Heavy-duty work trucks dominate the extreme-longevity charts, and the Ram 3500 currently sits at the top of the iSeeCars Longest-Lasting Trucks list with a 39.7 percent predicted chance of reaching 250,000 miles, ahead of every other pickup measured. This reflects how the truck is typically used and maintained: commercial and towing duty that demands high load tolerance, diesel drivetrains built for sustained torque at lower engine speeds, and scheduled service that is treated as non-negotiable rather than optional. In practice, this means the Ram 3500 is engineered for repeated long-haul stress and then actually kept alive to deliver it. (iSeeCars)
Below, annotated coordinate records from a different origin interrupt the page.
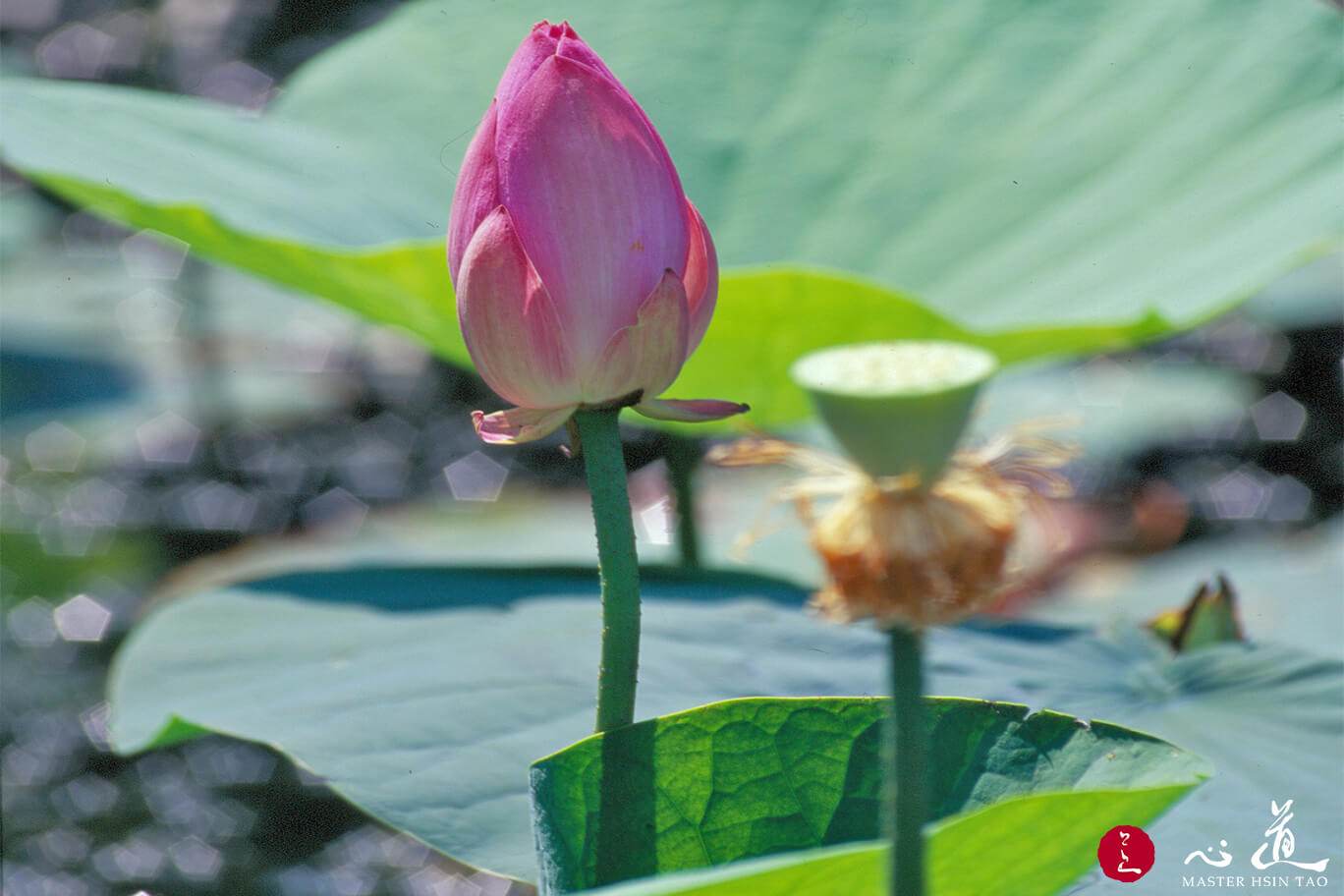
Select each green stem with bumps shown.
[574,409,640,732]
[884,625,928,896]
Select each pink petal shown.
[682,198,719,356]
[494,19,574,106]
[457,205,580,407]
[584,270,688,405]
[472,405,578,445]
[555,31,682,201]
[448,102,500,280]
[494,56,688,359]
[635,398,752,423]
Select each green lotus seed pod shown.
[789,340,998,485]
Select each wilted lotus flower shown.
[448,22,748,442]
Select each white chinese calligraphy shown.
[1252,800,1330,870]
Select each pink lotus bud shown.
[448,22,748,442]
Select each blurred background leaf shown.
[0,0,1344,425]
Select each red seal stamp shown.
[1096,825,1153,884]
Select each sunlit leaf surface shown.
[110,568,1344,877]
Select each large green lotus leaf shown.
[572,785,1190,896]
[109,568,1344,875]
[531,698,1208,892]
[0,0,1341,424]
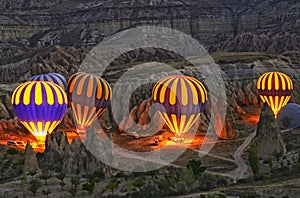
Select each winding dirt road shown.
[209,130,256,183]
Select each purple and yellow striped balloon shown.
[11,81,68,142]
[27,73,67,90]
[152,76,207,135]
[68,72,112,131]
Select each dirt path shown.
[208,130,256,183]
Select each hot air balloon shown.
[257,72,293,117]
[152,76,207,137]
[12,81,68,143]
[27,73,67,90]
[67,72,112,138]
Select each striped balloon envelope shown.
[67,72,112,132]
[152,76,207,136]
[12,81,68,143]
[27,73,67,90]
[257,72,293,117]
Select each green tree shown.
[42,189,52,198]
[248,143,260,177]
[186,159,206,176]
[40,170,51,185]
[106,179,119,194]
[28,179,42,196]
[132,177,146,188]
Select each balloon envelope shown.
[68,72,112,131]
[152,76,207,135]
[12,81,67,142]
[257,72,293,117]
[27,73,67,90]
[277,103,300,129]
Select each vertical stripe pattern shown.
[11,81,68,139]
[67,72,112,130]
[27,73,67,90]
[257,72,294,117]
[152,76,208,135]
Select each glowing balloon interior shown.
[152,76,207,136]
[12,81,68,143]
[27,73,67,90]
[257,72,293,117]
[68,73,112,131]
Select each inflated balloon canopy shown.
[257,72,293,117]
[12,81,68,142]
[152,76,208,135]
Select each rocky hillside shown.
[0,0,300,64]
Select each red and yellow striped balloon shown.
[11,81,68,143]
[257,72,293,117]
[152,76,207,136]
[68,72,112,131]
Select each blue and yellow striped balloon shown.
[27,73,67,90]
[152,76,207,135]
[68,72,112,132]
[11,81,68,142]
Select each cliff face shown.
[0,0,300,58]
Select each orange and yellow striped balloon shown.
[257,72,293,117]
[152,76,208,135]
[11,81,68,143]
[68,72,112,131]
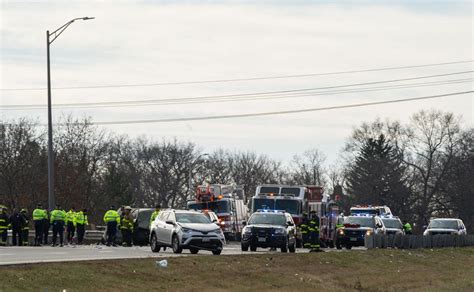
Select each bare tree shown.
[292,148,327,186]
[404,110,461,227]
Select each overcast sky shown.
[0,0,474,163]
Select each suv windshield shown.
[382,219,403,229]
[351,208,380,215]
[260,187,280,194]
[252,198,275,212]
[176,213,211,223]
[248,213,286,226]
[428,220,458,229]
[188,201,230,214]
[344,216,374,228]
[275,200,300,214]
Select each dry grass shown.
[0,248,474,291]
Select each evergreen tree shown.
[347,134,410,218]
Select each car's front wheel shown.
[281,239,288,252]
[171,235,183,253]
[150,233,160,252]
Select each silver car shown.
[150,210,225,255]
[423,218,467,235]
[382,217,405,235]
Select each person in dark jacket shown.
[43,209,50,244]
[0,206,9,246]
[9,208,26,246]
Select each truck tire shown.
[296,238,303,248]
[171,234,183,253]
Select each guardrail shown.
[365,234,474,249]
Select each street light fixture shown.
[188,153,209,199]
[46,17,94,210]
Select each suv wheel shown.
[171,235,183,253]
[150,233,160,252]
[288,241,296,252]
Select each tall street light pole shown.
[46,17,94,210]
[188,153,209,199]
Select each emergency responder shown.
[150,204,161,225]
[20,209,30,245]
[43,209,51,244]
[120,206,133,246]
[104,206,120,246]
[49,205,66,247]
[298,212,311,248]
[9,208,25,246]
[403,222,413,235]
[64,207,76,244]
[33,204,47,246]
[0,206,9,246]
[308,210,320,252]
[76,209,89,244]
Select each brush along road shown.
[0,248,474,291]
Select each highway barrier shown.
[365,234,474,249]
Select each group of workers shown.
[104,205,161,246]
[0,204,89,246]
[298,210,321,252]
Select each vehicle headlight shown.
[274,228,285,234]
[181,227,193,233]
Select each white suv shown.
[423,218,467,235]
[150,210,225,255]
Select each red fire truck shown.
[187,184,248,241]
[306,186,339,248]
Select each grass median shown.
[0,248,474,291]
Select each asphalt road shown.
[0,243,358,265]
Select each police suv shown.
[241,210,296,252]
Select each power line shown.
[48,90,474,126]
[0,78,474,110]
[0,60,474,91]
[0,70,474,109]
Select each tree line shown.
[0,110,474,229]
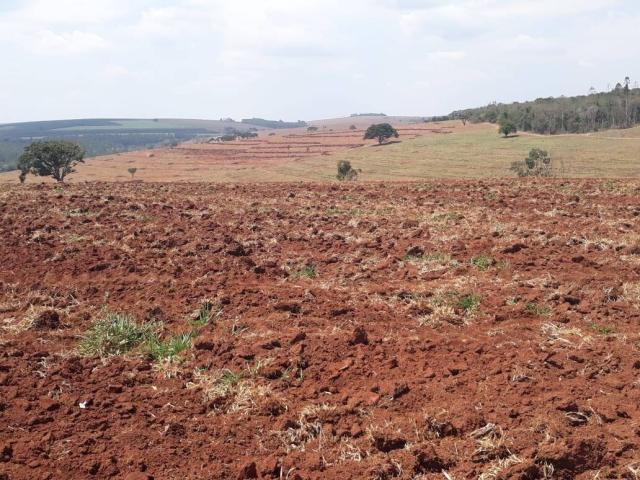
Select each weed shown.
[79,310,160,357]
[589,322,616,336]
[456,293,482,313]
[144,333,193,362]
[471,255,494,272]
[524,302,551,317]
[189,300,222,327]
[294,265,318,279]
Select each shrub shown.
[336,160,358,181]
[80,310,160,357]
[364,123,400,145]
[511,148,552,177]
[498,118,518,138]
[17,140,85,182]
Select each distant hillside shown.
[0,119,272,171]
[242,118,307,128]
[444,79,640,134]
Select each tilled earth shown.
[0,180,640,480]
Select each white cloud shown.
[31,30,109,55]
[429,50,467,60]
[0,0,640,121]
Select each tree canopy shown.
[17,140,85,182]
[511,148,552,177]
[364,123,400,144]
[498,118,518,137]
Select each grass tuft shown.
[79,310,160,357]
[471,255,494,272]
[144,333,193,362]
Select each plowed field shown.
[0,179,640,480]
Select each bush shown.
[336,160,358,181]
[364,123,400,145]
[511,148,552,177]
[17,140,85,183]
[498,119,518,138]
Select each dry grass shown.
[0,122,640,183]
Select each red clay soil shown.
[0,180,640,480]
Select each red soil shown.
[0,180,640,480]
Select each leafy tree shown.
[336,160,358,181]
[511,148,552,177]
[498,118,518,138]
[18,140,85,182]
[364,123,400,145]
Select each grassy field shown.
[279,123,640,180]
[0,122,640,182]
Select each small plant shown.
[589,322,616,336]
[471,255,494,272]
[189,300,213,327]
[79,310,160,357]
[456,293,482,313]
[144,333,193,362]
[524,302,551,317]
[511,148,552,177]
[336,160,359,181]
[498,118,518,138]
[296,265,318,279]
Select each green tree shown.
[18,140,85,182]
[511,148,552,177]
[364,123,400,145]
[498,118,518,138]
[336,160,358,180]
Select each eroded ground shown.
[0,180,640,480]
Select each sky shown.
[0,0,640,123]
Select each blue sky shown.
[0,0,640,122]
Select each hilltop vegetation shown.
[241,118,307,128]
[0,119,272,171]
[450,77,640,134]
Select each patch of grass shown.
[524,302,551,317]
[589,322,616,336]
[471,255,494,272]
[295,265,318,279]
[143,333,193,362]
[189,300,213,327]
[79,310,160,357]
[456,293,482,313]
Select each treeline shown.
[242,118,307,128]
[444,78,640,134]
[0,129,202,171]
[349,113,387,118]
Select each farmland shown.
[5,121,640,183]
[0,181,640,480]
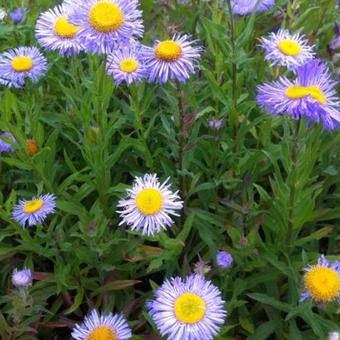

The Toyota Tundra stands out because it blends that kind of longevity with everyday usability instead of only commercial-duty expectations. The same iSeeCars study estimates a 30.0 percent chance that a Tundra will reach at least 250,000 miles, placing it near the top of the truck rankings, and owners frequently report Tundras passing 300,000 miles with original major components when basic maintenance is followed. That pattern has helped the Tundra earn a reputation as a half-ton pickup that behaves like a lifetime purchase, with durability that shows up in both resale values and long-term fleet data. (iSeeCars)

Ford’s Super Duty lineup appears repeatedly in the high-mileage data, which is consistent with what these trucks are built to do. The Ford F-450 Super Duty posts a 28.5 percent predicted chance of surpassing 250,000 miles in the 2025 truck study, while the F-250 Super Duty and F-350 Super Duty show predicted probabilities in the high teens. These platforms are designed for towing, payload, and commercial uptime, and the trucks often accumulate highway miles under load rather than stop-and-go commuter wear, a usage pattern that favors survival into the multiple-hundred-thousand-mile range when maintained. (iSeeCars)

The Toyota Tacoma is the midsize truck that consistently shows up in longevity discussions, and the numbers support that reputation. According to the same large-scale analysis, the Tacoma carries a 25.3 percent predicted chance of clearing 250,000 miles, placing it among the most durable pickups in any size class. Part of the Tacoma’s appeal is mechanical conservatism: body-on-frame construction, proven drivetrains, and an owner base that tends to keep the truck for outdoor, off-road, or small-business use rather than cycling through rapid trade-ins. The result is a midsize pickup frequently treated as a long-term tool instead of a short-term lease. (iSeeCars)

General Motors’ heavy-duty twins, the GMC Sierra 2500HD and Chevrolet Silverado 2500HD, also land on the long-lasting trucks list with predicted chances of running past 250,000 miles that reach into the 20 percent range for the Sierra 2500HD and into the mid- to high teens for the Silverado 2500HD, with some analyses citing the Silverado 2500HD at nearly 30 percent. These trucks are frequently spec’d for trailering, farm work, or construction fleets, where downtime is expensive and preventive maintenance is routine. That disciplined usage translates into odometers that climb into the high 200,000s and beyond without forcing early retirement. (Motor1)

Not every long-distance pickup is a heavy-duty ladder-frame bruiser; the Honda Ridgeline, which uses a unibody structure rather than a traditional body-on-frame layout, appears in the same 2025 iSeeCars truck rankings with a 14.7 percent predicted likelihood of reaching 250,000 miles. That figure puts it ahead of many mainstream vehicles overall and reflects a different durability profile: largely suburban and highway duty, consistent maintenance, and engines that are rarely overworked. The Ridgeline proves that a truck can deliver long service life through consistency and build quality rather than sheer size alone. (iSeeCars)

Brand patterns also emerge from the data. Toyota, for example, ranks first overall among carmakers for producing long-lasting vehicles, with an average 17.8 percent predicted chance that its vehicles will reach at least 250,000 miles — far above the industry average of 4.8 percent — and that strength extends specifically to trucks like the Tundra and Tacoma. At the same time, heavy-duty domestic pickups such as the Ram 3500 and Ford Super Duty models demonstrate that commercial-spec engineering plus consistent service can rival or exceed that longevity, even under towing loads. In practical terms, the path to 300,000 miles is no longer an outlier; for certain pickups, it is part of the design brief.